A central de áudio Sync 3 com tela de 6,5 polegadas, novidade no Ka 2019, merece elogios, pois é fácil e intuitiva de usar, tanto o sistema de som como o telefone. Oferece integração a celular por Android Auto e Apple Car Play e grande filtragem de ruídos do carro nas ligações, a ponto de a pessoa do outro lado da linha pensar que se está em uma sala. O sistema possui bom reconhecimento de voz para fazer ligações e uma função importante: liga para um número de emergência cadastrado em caso de acidente, enviando a localização. Pode fazer toda a diferença em casos extremos, como colidir em lugar deserto ou sair da pista e cair num barranco, ficando desacordado. A Ford se vangloria com depoimentos nos Estados Unidos de pessoas que dizem ter sido salvas pelo sistema.

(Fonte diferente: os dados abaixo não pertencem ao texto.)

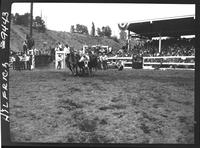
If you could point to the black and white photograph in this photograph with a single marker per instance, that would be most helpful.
(102, 73)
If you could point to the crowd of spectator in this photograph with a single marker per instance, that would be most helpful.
(169, 47)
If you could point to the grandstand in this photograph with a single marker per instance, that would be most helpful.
(175, 50)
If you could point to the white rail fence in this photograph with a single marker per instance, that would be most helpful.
(168, 62)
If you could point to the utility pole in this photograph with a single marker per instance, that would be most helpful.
(31, 22)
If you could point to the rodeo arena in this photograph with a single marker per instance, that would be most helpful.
(144, 94)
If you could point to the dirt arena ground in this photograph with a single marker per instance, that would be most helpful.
(129, 106)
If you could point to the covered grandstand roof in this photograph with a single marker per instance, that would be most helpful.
(176, 26)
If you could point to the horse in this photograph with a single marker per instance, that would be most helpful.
(85, 67)
(72, 63)
(93, 62)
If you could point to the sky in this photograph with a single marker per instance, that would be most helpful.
(60, 16)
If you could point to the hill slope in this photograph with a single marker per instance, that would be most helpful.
(51, 37)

O Ka Freestyle rodou sua primeira semana com gasolina, apenas em trechos urbanos. A primeira sensação é de boa agilidade, com “casamento” eficaz do novo motor com a caixa automática e níveis gerais de ruído e vibração bastante baixos — só os mais atentos notarão alguma peculiaridade dos três cilindros, pois foi eliminada a “oscilação” característica que incomoda em alguns modelos com esse tipo de motor.
Central de áudio Sync 3 é fácil de usar, filtra bem os ruídos na ligação telefônica e permite cadastrar fone de emergência, ao qual ligará em caso de acidente
O acerto de suspensão também agrada para um veículo mais alto — o vão livre do solo é pouco menor que o do Ecosport —, mostrando boa absorção de impactos, ajudada pelos pneus de perfil 60, e controle de movimentos da carroceria. É uma calibração ao estilo europeu, mais eficaz em absorver pequenos e rápidos impactos (como remendos de asfalto) e movimentar menos a carroceria em grandes oscilações, como uma lombada. São as mesmas características notadas no Fiat Argo e no VW Polo avaliados na seção, diferentes das percebidas no Nissan Kicks e no Toyota Corolla, de estilo asiático. Mesmo que muitos gostem da sensação de estar “conectados ao solo”, em trechos mais longos as pequenas vibrações do piso trazem cansaço e desconforto aos ocupantes.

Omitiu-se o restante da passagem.